Yo le tendí uno de esos imprudentes billetes americanos que tienen muy diverso valor y el mismo tamaño. Lo examinó con avidez.

—No puede ser—gritó—. Lleva la fecha de mil novecientos setenta y cuatro.

(Meses después alguien me dijo que los billetes de banco no llevan fecha.)

—Todo esto es un milagro—alcanzó a decir—y lo milagroso da miedo. Quienes fueron testigos de la resurrección de Lázaro habrán quedado horrorizados.

No hemos cambiado nada, pensé. Siempre las referencias librescas.

Hizo pedazos el billete y guardó la moneda.

Yo resolví tirarla al río. El arco del escudo de plata perdiéndose en el río de plata hubiera conferido a mi historia una imagen vívida, pero la suerte no lo quiso.

Respondí que lo sobrenatural, si ocurre dos veces, deja de ser aterrador. Le propuse que nos viéramos al día siguiente, en ese mismo banco que está en dos tiempos y en dos
sitios.

Asintió en el acto y me dijo, sin mirar el reloj, que se le había hecho tarde. Los dos mentíamos y cada cual sabía que su interlocutor estaba mintiendo. Le dije que iban a venir a buscarme.
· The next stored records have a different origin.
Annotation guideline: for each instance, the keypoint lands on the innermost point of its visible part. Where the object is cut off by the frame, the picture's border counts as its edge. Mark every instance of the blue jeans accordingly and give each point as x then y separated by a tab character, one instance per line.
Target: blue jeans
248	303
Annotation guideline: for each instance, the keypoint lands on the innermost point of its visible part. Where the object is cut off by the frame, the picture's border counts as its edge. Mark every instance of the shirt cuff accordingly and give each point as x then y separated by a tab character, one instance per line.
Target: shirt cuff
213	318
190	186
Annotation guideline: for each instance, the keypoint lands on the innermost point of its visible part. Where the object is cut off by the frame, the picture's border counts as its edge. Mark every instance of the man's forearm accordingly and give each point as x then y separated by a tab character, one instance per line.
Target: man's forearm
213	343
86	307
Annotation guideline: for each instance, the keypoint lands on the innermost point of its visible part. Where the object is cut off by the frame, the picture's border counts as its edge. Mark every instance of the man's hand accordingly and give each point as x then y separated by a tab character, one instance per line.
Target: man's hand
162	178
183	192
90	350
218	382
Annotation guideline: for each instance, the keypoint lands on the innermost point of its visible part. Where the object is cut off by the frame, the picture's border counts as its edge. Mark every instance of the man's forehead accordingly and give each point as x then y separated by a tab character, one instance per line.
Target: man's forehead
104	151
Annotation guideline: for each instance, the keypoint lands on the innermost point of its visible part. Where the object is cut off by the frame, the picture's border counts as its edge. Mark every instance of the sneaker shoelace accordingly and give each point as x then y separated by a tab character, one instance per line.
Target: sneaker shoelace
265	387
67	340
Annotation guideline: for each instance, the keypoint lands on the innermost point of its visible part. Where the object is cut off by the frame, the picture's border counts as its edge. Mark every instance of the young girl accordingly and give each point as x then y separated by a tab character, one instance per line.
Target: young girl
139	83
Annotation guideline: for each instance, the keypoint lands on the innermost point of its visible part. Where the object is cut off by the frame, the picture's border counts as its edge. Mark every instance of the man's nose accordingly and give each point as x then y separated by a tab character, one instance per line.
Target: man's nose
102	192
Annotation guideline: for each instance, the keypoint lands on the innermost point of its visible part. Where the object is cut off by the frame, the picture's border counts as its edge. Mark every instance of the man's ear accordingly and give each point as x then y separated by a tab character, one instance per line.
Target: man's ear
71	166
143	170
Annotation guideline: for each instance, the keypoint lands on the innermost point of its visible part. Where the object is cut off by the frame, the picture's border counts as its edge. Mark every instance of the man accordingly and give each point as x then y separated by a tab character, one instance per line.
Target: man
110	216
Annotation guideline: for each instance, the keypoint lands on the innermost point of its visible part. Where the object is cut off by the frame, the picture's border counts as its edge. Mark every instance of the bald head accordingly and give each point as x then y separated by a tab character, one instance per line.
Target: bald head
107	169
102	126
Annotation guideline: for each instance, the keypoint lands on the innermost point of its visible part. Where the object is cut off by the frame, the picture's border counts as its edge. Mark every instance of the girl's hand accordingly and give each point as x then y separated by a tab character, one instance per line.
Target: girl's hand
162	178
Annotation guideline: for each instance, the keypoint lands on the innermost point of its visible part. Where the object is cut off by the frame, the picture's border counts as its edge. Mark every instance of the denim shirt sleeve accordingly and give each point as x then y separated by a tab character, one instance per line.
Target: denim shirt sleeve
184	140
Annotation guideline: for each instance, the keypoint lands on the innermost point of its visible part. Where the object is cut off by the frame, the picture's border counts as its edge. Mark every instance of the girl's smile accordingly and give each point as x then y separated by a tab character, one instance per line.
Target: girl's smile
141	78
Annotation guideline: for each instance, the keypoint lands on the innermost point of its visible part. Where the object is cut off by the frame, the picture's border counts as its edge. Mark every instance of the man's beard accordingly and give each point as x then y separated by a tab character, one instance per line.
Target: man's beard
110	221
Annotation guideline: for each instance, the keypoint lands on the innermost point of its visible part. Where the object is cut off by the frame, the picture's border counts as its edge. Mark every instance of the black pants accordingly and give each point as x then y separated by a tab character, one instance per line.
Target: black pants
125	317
—¿A buscarlo?—me interrogó.

—Sí. Cuando alcances mi edad habrás perdido casi por completo la vista. Verás el color amarillo y sombras y luces. No te preocupes. La ceguera gradual no es una cosa trágica. Es como un lento atardecer de verano.

Nos despedimos sin habernos tocado. Al día siguiente no fui. El otro tampoco habrá ido.

He cavilado mucho sobre este encuentro, que no he contado a nadie. Creo haber descubierto la clave. El encuentro fue real, pero el otro conversó conmigo en un sueño y fue así que pudo olvidarme; yo conversé con él en la vigilia y todavía me atormenta el recuerdo.

El otro me soñó, pero no me soñó rigurosamente. Soñó, ahora lo entiendo, la imposible fecha en el dólar.